Advantages of tablets as a dosage form
1. They are easy to carry
2. They are easy to swallow
3. They are attractive in appearance
4. Unpleasant taste can be masked by sugar coating
5. They do not require any measurement of dose.
6. Some tablets are divided into halves and quarters by drawing lines during manufacturing
to facilitate breakage when a fraction of a dose is required (scored tablets).
7. An accurate amount of medicament even if very small can be incorporated.
8. Tablets provide prolonged stability to medicaments.
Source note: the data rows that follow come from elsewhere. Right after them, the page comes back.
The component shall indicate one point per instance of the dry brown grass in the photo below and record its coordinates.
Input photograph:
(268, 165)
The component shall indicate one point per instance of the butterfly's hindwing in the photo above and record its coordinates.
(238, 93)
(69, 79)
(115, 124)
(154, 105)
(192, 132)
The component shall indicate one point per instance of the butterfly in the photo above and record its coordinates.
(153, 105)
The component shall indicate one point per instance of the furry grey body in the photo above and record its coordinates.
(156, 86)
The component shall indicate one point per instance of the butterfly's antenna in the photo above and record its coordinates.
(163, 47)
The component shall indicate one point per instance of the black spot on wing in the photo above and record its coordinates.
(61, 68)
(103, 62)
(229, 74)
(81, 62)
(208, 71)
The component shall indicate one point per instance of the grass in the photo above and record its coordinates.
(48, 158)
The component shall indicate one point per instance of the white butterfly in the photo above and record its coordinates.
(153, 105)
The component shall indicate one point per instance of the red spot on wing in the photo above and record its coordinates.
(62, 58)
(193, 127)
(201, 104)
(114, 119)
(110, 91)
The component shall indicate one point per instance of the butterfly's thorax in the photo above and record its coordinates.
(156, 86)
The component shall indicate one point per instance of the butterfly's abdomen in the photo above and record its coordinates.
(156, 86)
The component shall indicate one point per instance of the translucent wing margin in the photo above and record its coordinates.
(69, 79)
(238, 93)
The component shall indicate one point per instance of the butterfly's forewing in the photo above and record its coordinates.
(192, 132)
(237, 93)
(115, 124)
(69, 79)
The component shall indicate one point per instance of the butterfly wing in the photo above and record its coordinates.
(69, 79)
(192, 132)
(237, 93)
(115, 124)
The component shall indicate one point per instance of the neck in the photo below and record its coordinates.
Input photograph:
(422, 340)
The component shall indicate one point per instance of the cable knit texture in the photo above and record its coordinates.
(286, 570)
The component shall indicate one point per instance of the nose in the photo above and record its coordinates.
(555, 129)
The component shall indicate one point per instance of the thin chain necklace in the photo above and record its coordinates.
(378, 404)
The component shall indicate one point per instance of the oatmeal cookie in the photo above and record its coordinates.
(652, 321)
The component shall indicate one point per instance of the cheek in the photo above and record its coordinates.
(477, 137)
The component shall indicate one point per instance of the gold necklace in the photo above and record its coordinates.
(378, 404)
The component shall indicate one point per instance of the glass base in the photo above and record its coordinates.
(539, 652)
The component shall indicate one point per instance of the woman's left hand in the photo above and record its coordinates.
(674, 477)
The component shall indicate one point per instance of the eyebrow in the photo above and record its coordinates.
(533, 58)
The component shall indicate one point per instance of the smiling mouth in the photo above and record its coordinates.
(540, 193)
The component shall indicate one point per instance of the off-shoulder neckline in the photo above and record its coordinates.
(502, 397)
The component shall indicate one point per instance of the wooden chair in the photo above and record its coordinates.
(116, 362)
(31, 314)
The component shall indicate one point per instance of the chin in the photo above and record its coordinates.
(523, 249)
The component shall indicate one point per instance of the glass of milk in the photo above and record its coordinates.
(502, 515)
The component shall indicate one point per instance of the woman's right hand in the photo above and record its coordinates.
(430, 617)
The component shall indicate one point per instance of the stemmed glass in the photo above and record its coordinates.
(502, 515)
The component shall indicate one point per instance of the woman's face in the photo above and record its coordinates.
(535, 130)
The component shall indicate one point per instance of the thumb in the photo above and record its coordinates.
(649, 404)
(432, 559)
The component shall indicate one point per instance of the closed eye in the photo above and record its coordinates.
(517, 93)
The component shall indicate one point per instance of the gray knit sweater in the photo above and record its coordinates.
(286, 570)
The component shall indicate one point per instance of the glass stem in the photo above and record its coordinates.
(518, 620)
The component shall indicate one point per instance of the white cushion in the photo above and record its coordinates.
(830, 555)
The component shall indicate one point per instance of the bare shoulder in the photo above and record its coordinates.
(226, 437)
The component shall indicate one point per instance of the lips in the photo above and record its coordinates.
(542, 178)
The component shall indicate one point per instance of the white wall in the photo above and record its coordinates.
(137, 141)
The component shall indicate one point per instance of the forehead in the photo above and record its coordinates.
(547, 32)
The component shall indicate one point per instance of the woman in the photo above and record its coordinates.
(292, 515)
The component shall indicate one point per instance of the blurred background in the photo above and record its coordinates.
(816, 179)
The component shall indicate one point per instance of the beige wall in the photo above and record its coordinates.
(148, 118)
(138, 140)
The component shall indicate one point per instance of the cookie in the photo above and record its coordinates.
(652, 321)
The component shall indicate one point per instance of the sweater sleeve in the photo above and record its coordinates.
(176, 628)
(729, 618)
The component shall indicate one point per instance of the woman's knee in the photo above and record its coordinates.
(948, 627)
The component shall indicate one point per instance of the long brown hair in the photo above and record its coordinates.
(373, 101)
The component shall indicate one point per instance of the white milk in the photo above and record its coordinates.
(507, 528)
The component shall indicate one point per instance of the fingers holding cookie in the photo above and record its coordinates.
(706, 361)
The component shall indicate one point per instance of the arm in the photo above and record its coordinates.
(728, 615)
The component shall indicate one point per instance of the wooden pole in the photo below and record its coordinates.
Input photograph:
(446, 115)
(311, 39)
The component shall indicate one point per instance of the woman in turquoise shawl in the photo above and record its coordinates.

9. The incompatibilities of medicaments and their deterioration due to environment factors
are less in tablet form.
10. They are produced on a large scale hence their cost of production is relatively low.
Essential qualities of a good tablet
1. They should be accurate and uniform in weight
2. The drug should be uniformly distributed throughout the tablet and released in a
controllable and reproducible way.
3. The size and shape should be reasonable for easy administration
4. The tablet shouldn’t be too hard that it may not disintegrate in the stomach.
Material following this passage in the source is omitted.